IV. Une indemnité de conseil d’office de la partie plaignante pour
la procédure d'appel d'un montant de 1’373 fr. 75, TVA et
débours inclus, est allouée à Me Laurent Kohli.
V. Les frais d'appel, par 4'163 fr. 75, y compris l’indemnité
allouée au conseil d’office de la partie plaignante, sont mis à la
charge de P..
VI. P. ne sera tenu de rembourser à l’Etat le montant de
l’indemnité en faveur du conseil d’office de la partie plaignante
prévue au ch.

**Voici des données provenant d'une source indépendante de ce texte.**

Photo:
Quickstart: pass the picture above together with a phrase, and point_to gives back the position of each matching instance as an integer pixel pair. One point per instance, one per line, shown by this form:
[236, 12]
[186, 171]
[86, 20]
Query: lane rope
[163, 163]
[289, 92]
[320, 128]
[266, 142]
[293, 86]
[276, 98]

IV ci-dessus que lorsque sa situation financière
le permettra.
Le président :La greffière :
Du
Le jugement qui précède, dont le dispositif a été communiqué
par écrit aux intéressés le 15 juin 2017, est notifié, par l'envoi d'une
copie complète, à :
-Me Jacques Michod, avocat (pour P.),
-Me Laurent Kohli, avocat (pour L.),
-Ministère public central,
-
30 -
et communiqué à :
-Mme la Présidente du Tribunal correctionnel de l'arrondissement de
Lausanne,
-M. le Procureur de l'arrondissement de Lausanne,
-Office d'exécution des peines,
-
Office fédéral de la police,
par l'envoi de photocopies.
Le présent jugement peut faire l'objet d'un recours en matière
pénale devant le Tribunal fédéral au sens des art. 78 ss LTF (loi du 17 juin
2005 sur le Tribunal fédéral – RS 173.110). Ce recours doit être déposé
devant le Tribunal fédéral dans les trente jours qui suivent la notification
de l'expédition complète (art. 100 al. 1
LTF).
En vertu de l’art. 135 al. 3 let. b CPP, le présent jugement
peut, en tant qu'il concerne l’indemnité d’office, faire l’objet d’un recours
au sens des art. 393 ss CPP devant le Tribunal pénal fédéral (art. 37 al. 1
et 39 al. 1 LOAP [Loi fédérale du 19 mars 2010 sur l’organisation des
autorités fédérales; RS 173.71]. Ce recours doit être déposé devant le
Tribunal pénal fédéral dans un délai de dix jours dès la notification de
l’arrêt attaqué (art. 396 al. 1 CPP).